Russia began voting on Friday in an election set to prolong President Vladimir Putin’s rule by six more years, as Kyiv branded the vote a “farce” and launched a barrage of deadly attacks on border regions.
Officials in Moscow warned against any protests during the March 15-17 presidential vote, after calls from the opposition for anti-Putin demonstrations on Sunday.
The Kremlin says the vote will show that the country is fully behind his assault on Ukraine and polling stations have been set up in Russian-held territories.
Ahead of the election, Kyiv ramped up its aerial bombardment of Russian regions just across their shared border.
The Russian national guard said it was fighting off attacks from pro-Ukrainian militias in Kursk, the latest in a string of border clashes.
“I am convinced: you realise what a difficult period our country is going through, what complex challenges we are facing in almost all areas,” Putin said in an address to Russians on the eve of the vote.
“And in order to continue to respond to them with dignity and successfully overcome difficulties, we need to continue to be united and self-confident.”
Polling stations opened in Russia’s easternmost Kamchatka peninsula at 8:00 am local time on Friday and are set to close at 8:00 pm (1800 GMT) on Sunday in Kaliningrad — a Russian exclave bordering Poland and Lithuania.
All of Putin’s major critics are dead, in prison or exile, and authorities blocked the few genuine competitors who tried to stand in the contest.
Alexei Navalny, Putin’s most high-profile opponent over the last decade, died in February in an Arctic prison colony. He was serving 19 years for “extremism”, a sentence widely seen as retribution for his campaigning against the Kremlin leader.
Moscow prosecutors warned against protests during the election.
“The organisation of and participation in these mass events are punishable by virtue of the legislation in place,” they said in a statement posted on Telegram.
Navalny’s widow, Yulia Navalnaya, has called for rallies outside polling stations on Sunday, the final day of voting.
Kyiv has this week launched some of its most significant aerial attacks since the start of the two-year conflict.
The governor of Russia’s Belgorod region, Vyacheslav Gladkov, said that at least three separate waves of aerial attacks had killed two people, wounding several others.
He accused Ukraine of trying to “sow panic, distrust, anger and resentment, in order to break the unit of our society”.
Pro-Ukrainian paramilitaries also claimed to be escalating attacks and incursions in Russian border regions.
In a joint statement, three pro-Kyiv volunteer groups — claiming to consist of anti-Kremlin Russians who have taken up arms — called on authorities to evacuate civilians from the regions of Belgorod and Kursk.
“Civilians should not suffer from the war and any casualties in the process of fighting will be on the conscience” of the regions’ governors, they added.
Russia has denied militias’ claims to have gained ground.
The National Guard said its units had beaten back one such attack near the village of Tyotkino in Kursk.
The defense ministry said it had fended off another by Ukrainian forces trying to enter Belgorod via the village of Spodariushino, without saying when the clash had happened.

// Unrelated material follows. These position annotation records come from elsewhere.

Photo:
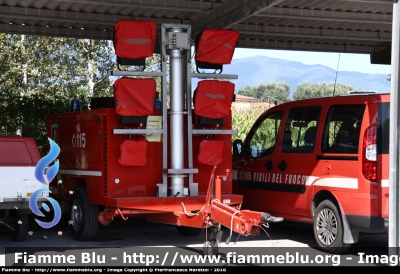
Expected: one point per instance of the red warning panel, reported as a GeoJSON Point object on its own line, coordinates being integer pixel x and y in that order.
{"type": "Point", "coordinates": [211, 152]}
{"type": "Point", "coordinates": [216, 46]}
{"type": "Point", "coordinates": [213, 98]}
{"type": "Point", "coordinates": [134, 39]}
{"type": "Point", "coordinates": [133, 153]}
{"type": "Point", "coordinates": [134, 96]}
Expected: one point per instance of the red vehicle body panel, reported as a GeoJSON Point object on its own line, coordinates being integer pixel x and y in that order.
{"type": "Point", "coordinates": [291, 193]}
{"type": "Point", "coordinates": [90, 155]}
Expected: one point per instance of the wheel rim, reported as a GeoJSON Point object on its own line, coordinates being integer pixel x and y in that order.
{"type": "Point", "coordinates": [326, 227]}
{"type": "Point", "coordinates": [76, 214]}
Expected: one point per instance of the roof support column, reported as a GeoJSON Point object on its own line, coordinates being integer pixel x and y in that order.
{"type": "Point", "coordinates": [394, 209]}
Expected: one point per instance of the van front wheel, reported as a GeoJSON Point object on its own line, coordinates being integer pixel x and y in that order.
{"type": "Point", "coordinates": [328, 228]}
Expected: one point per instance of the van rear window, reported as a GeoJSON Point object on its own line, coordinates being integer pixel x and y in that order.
{"type": "Point", "coordinates": [301, 129]}
{"type": "Point", "coordinates": [383, 128]}
{"type": "Point", "coordinates": [342, 129]}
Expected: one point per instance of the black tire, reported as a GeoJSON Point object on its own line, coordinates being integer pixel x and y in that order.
{"type": "Point", "coordinates": [328, 228]}
{"type": "Point", "coordinates": [188, 231]}
{"type": "Point", "coordinates": [84, 216]}
{"type": "Point", "coordinates": [20, 224]}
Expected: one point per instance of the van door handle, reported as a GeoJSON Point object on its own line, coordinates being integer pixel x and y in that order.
{"type": "Point", "coordinates": [269, 165]}
{"type": "Point", "coordinates": [282, 166]}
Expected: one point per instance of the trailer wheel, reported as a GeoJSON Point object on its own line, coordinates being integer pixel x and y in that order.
{"type": "Point", "coordinates": [20, 224]}
{"type": "Point", "coordinates": [328, 228]}
{"type": "Point", "coordinates": [209, 248]}
{"type": "Point", "coordinates": [188, 231]}
{"type": "Point", "coordinates": [83, 216]}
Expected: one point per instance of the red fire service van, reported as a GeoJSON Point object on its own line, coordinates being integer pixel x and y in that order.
{"type": "Point", "coordinates": [322, 161]}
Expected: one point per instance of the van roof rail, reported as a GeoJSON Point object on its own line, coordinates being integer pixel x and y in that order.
{"type": "Point", "coordinates": [363, 92]}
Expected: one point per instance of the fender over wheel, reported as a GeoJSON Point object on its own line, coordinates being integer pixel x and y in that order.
{"type": "Point", "coordinates": [328, 228]}
{"type": "Point", "coordinates": [188, 231]}
{"type": "Point", "coordinates": [84, 216]}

Election victory will allow Putin to stay in the Kremlin until at least 2030, a longer spell in power than any Russian leader since Catherine the Great in the 18th century.
He called on Russians to use the vote to show their unity behind his leadership.
“We have already shown that we can be together, defending the freedom, sovereignty and security of Russia,” he said in a video message, flanked by flags of the Russian tricolor and the president’s state insignia.
“Today it is critically important not to stray from this path,” he said.
Early voting was already underway in occupied territories of Ukraine. The vote will also take place in Crimea, the peninsula annexed by Moscow in 2014 — a move that most of the international community refuses to recognize.
US State Department spokesman Matthew Miller condemned the voting in Russian-held areas.
“The United States does not and will never recognize the legitimacy or outcome of these sham elections held in sovereign Ukraine,” he said.
In the Russian-controlled Ukrainian city of Mariupol, election officials on Thursday opened pop-up polling stations at small tables in the street and on the hoods of cars.
Banners were unfurled sporting a red, white, and blue “V” logo — an army symbol used as a sign of support for the military offensive.
Ukraine’s foreign ministry on Thursday urged the international media and public figures “to refrain from referring to this farce as ‘elections’ in the language of democratic states”.